Logo após os manuscritos terem sido acidentalmente descobertos pelos beduínos e chegarem até as mãos de especialistas que conseguiram verificar sua autenticidade, eclodiu a guerra entre Israel e os países árabes. O conflito árabe-israelense foi de maio de 1948 a julho de 1949 e foi provocado pela reação dos árabes à declaração de independência do Estado de Israel, baseada no Plano de Partição da ONU para a Palestina, que havia sido rejeitado pelos países árabes. Durante esse período foi impossível retomar as investigações arqueológicas na região. Mas com o armísticio supervisionado pela ONU, o capitão belga Phillipe Lippens localizou a gruta onde os beduínos encontraram os pergaminhos e uma equipe formada por arqueólogos do Departamento de Antiguidades da Jordânia, da Escola Bíblica e do Museu Arqueológico da Palestina iniciou as escavações.

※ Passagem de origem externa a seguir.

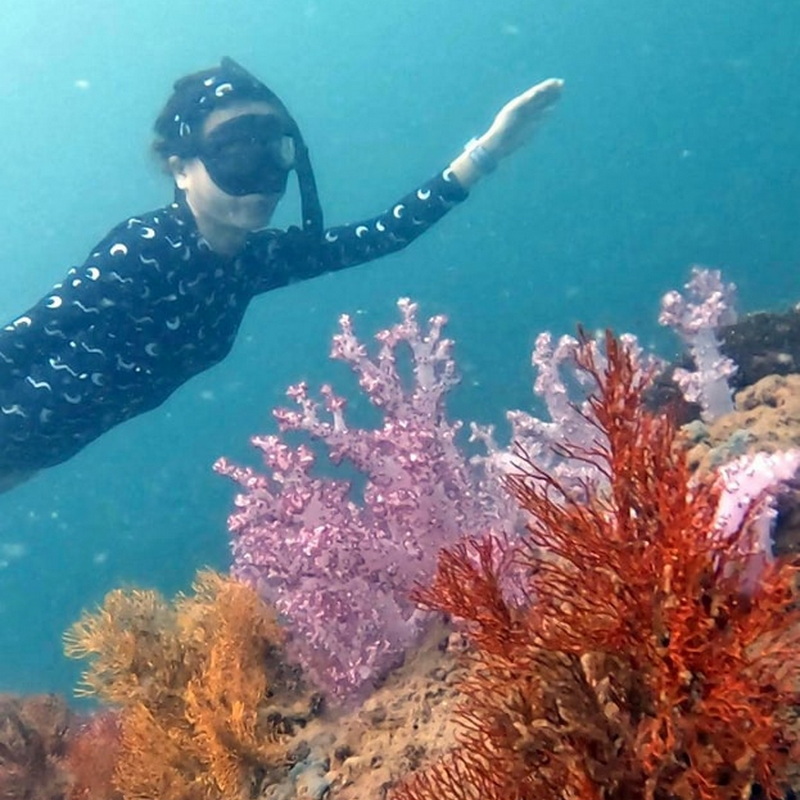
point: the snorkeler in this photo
(161, 298)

Após o início da escavação na primeira gruta, grupos de beduínos voltaram a encontrar outras cavernas com pergaminhos na mesma região, entre fevereiro e setembro de 1952. Das cerca de 200 grutas investigadas nos penhascos próximos ao Mar Morto em onze delas foram encontrados cerca de 15 mil fragmentos de textos remanescentes de 900 pergaminhos escritos entre os séculos 3 antes de Cristo e o 1 depois de Cristo. Os mais bem preservados são justamente os encontrados na primeira caverna pelos garotos beduínos. Neles está na íntegra o Livro de Isaías, parte importante do Antigo Testamento, além de um Código da Comunidade, espécie de manual de disciplina comunitário, e um manuscrito denominado "A Guerra dos Filhos da Luz contra os Filhos da Trevas".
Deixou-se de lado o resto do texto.